Studying at Westminster Choir College
Matt Brady is a graduate student in choral conducting who came to Princeton to learn more about music.
He is also an Iraq War veteran whose other job is to prepare the next generation of soldiers as an infantry drill sergeant. Somehow, those two worlds are not so different.
”Being a drill sergeant, I’m a teacher, that just fits me. And when I’m in front of a classroom, I’m somebody posing questions and opening doors and guiding,” said Mr. Brady on a recent afternoon at Westminster Choir College
”Whether it’s asking a solider to do their best in order to achieve on the battlefield or if it’s asking a singer or a student to do their best in the classroom, I look at them as the same goal that you’re trying to be the very best at what you do,” he said.
Wearing a brown sports coat without a tie, Mr. Brady, 32, is seated at a table inside the Schiede student center. On a campus where the sound of singing comes out of the windows of classrooms, he is an anomaly as a veteran.
”There aren’t lots of us here,” said Mr. Brady in calling Westminster a great fit for him.
One of his conducting teachers spoke of Mr. Brady as a great musician who brought a different kind of maturity to the classroom.
”I was not aware of his military service when I had him,” said professor James Jordan. “I became aware of it afterward. You kind of sensed that he lived a little more life than the rest.”
Mr. Brady grew up in Ann Arbor, Mich., in a family of six children. Both parents were teachers. He recalled how hard they had to work “for the living that they made.”
His mother had the children take private music lessons. Where his four older siblings took piano, Mr. Brady was drawn to the violin starting when he was in kindergarten. Later, he sung in the school choir all four years at Pioneer High School in Michigan.
”It’s kind of where my vocal training began,” he said. “Music had been the most enriching experience for me.”
When he was young, he had dreams of playing professional soccer in Europe. A freak injury to the medial collateral ligament in his right leg ended that — but also allowed him to focus more on music.
”I didn’t need to run to sing,” he said. “I got more interested in music and found more talents and fulfillment there.”
By the time it came for him to decide what he would study at college, he settled on music education after realizing that at “heart I was a teacher.” At Western Michigan University, he came across Joe Miller, the current music director at Westminster. Their paths would cross again.

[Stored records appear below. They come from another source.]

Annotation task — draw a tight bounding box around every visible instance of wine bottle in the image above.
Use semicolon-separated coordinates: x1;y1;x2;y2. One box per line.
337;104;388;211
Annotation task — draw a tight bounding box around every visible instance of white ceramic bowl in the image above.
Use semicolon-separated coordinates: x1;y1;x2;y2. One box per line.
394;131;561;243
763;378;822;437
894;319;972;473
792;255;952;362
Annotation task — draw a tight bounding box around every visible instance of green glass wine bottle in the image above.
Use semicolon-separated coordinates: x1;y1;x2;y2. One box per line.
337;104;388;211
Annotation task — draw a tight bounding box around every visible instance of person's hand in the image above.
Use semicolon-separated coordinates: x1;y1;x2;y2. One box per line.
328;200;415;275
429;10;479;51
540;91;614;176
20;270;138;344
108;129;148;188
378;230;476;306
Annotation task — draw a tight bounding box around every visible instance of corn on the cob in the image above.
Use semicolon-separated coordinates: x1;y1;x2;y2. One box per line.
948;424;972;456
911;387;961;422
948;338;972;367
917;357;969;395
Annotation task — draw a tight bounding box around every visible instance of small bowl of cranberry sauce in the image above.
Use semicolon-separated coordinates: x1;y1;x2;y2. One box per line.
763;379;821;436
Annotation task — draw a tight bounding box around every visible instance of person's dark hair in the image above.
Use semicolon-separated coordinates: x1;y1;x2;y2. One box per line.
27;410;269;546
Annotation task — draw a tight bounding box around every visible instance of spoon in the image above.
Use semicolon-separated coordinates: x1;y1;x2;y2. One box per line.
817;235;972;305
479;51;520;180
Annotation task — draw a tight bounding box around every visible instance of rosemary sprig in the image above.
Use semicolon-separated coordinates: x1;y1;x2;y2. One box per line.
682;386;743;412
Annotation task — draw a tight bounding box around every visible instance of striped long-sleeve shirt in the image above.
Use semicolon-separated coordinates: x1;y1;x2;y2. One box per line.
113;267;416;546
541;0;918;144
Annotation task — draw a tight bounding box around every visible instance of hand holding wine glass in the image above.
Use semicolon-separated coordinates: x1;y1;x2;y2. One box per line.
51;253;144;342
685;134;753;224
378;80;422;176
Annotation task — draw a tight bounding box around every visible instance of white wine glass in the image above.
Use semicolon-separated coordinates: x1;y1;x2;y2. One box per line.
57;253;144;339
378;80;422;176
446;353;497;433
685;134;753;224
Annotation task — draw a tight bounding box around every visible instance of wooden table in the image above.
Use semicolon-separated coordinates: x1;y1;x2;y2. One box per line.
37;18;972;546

Then 9/11 happened as his sophomore year was starting. Moved to want to do something, he enlisted in Army Reserves and went to basic training at Fort Leonard Wood, Mo. the following summer.
“We call it Fort Lost in the Woods,” he said jokingly.
He interrupted his undergraduate education, having been activated in his junior year. He would serve consecutive six-month tours in Iraq starting in October 2003. Then a private, he was assigned to a transportation company. Most of his time was spent in the city of Mosul, in the northern part of the country. Like any solider, there were close calls.
”We lost some guys. Just like anybody that was over there, . . . there were constant mortars,” he said.
He recalled singing Christmas carols on Christmas Eve for his fellow soldiers over the radio as he would be sitting in a gun hatch. Carnegie Hall it was not.
He got home in November 2004, went back to college and graduated. He taught for a few years, but then wanted to go to graduate school.
Mr. Brady came to Westminster because of Mr. Miller, “a dynamic person” who had a big impact on him.
“If you get to watch him work just for one rehearsal, you’ll understand why,” Mr. Brady said. “Dr. Miller is a shining example of how to teach.”
Mr. Brady’s time at Westminster is winding down, right before he heads for more graduate school later this year. After graduation, Mr. Brady plans to attend the University of North Texas to obtain his doctorate in conducting.
”So (in) three years, I’ll be, hopefully baring anything drastic, ready to teach college,” he said.